Economie
RDC : des exonérations accordées à plus de 200 entreprises pour l’importation des matériels agricoles

Plus de 200 entreprises ont bénéficié, depuis début 2024, des exonérations pour l’importation des matériels agricoles. C’est le Président de la République Démocratique du Congo (RDC), Félix-Antoine Tshisekedi Tshilombo, qui l’a révélé le mercredi 11 décembre 2024, dans son adresse à la nation prononcée devant les deux chambres du Parlement réunies en Congrès.
Cette initiative s’inscrit dans le cadre de son programme d’actions 2023-2028.
Félix Tshisekedi a affirmé sa volonté d’impulser la lutte contre la dépendance excessive aux importations alimentaires.
« S’agissant de l’agriculture, pour la saison en cours lancée par le Gouvernement, il importe de retenir que : Des agriculteurs ont bénéficié, entre autres, de 350 tracteurs pour la mécanisation et d’un million et demi de lots de matériels aratoires, 5 millions de tonnes de semences, 37 millions de mètre-linéaires de boutures de manioc, 500 tonnes de fertilisants minéraux et 70 séchoirs à énergie solaire pour maïs ; Pour faciliter la mobilité des techniciens et moniteurs agricoles, des motos et vélos ont été remis afin d’assurer un meilleur encadrement des agriculteurs ; Des facilités, à titre d’exonérations, ont été accordées à plus de 200 entreprises pour l’importation des matériels agricoles. », a déclaré le Président Tshisekedi.
Et de déplorer : « Malgré des atouts exceptionnels — près de 80 millions d’hectares de terres arables, une diversité climatique remarquable et l’un des réseaux hydrographiques les plus denses au monde — notre pays peine à révéler pleinement son potentiel agricole. Cette sous-exploitation se traduit par de faibles rendements et une dépendance excessive aux importations alimentaires, chiffrée à plus de trois milliards de dollars américains par an. », a déploré le Président Tshisekedi.
Il faudrait noter que les conflits armés dans le Nord-Kivu, le Sud-Kivu, l’Ituri, le Mai-Ndombe, le Kwilu et le Kwango, a-t-il déploré, combinés à l’accès limité aux financements, aux intrants agricoles et à des infrastructures insuffisantes, entravent profondément les chaînes d’approvisionnement et la production locale.
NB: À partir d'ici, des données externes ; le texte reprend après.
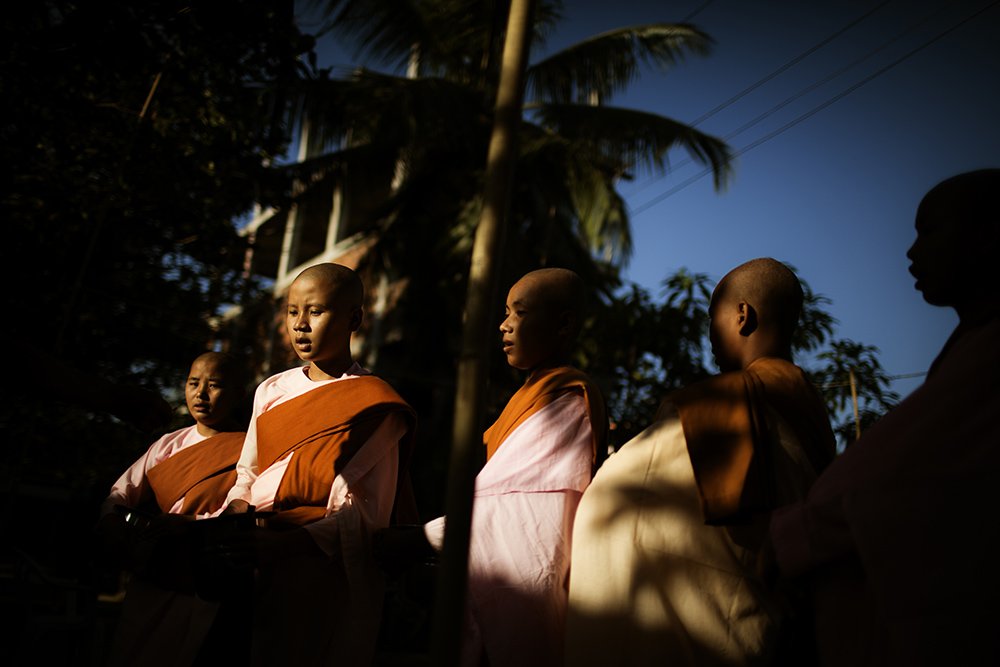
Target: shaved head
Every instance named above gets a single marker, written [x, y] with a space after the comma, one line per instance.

Pour faire face à ces défis, Félix Tshisekedi a rappelé que le Gouvernement, dans le cadre du Programme d’Actions 2024-2028, a mis en œuvre dès 2024 des initiatives concrètes visant à redynamiser le secteur agricole. Initiatives, soutient-il, qui ciblent les producteurs locaux, ménages, coopératives et entrepreneurs — afin d’accroître la productivité et de consolider la production nationale.
« En s’appuyant sur ces efforts, notre nation entend réduire sa dépendance alimentaire, renforcer sa souveraineté économique et faire de l’agriculture le levier d’une croissance inclusive et durable, en parfaite harmonie avec les aspirations de la Vision 2050. Dans notre détermination de mettre progressivement et efficacement fin à l’insécurité alimentaire à laquelle se trouvent exposés nombreux de nos compatriotes, après l’investiture du Gouvernement, des efforts importants ont été déployés pour relever ces défis aussi bien dans le secteur agricole que celui de la pêche et élevage. », a soutenu Félix Tshisekedi.
Dans ce même élan de soutenir davantage le développement du secteur agricole, il y a lieu de noter que pour la première fois, à travers la Loi de finances 2025 qui sera bientôt promulguée, les crédits alloués à l’agriculture sont accrus et maintenus au-dessus de 11 % du budget national, bien au-delà de l’objectif fixé dans le cadre des accords de Maputo.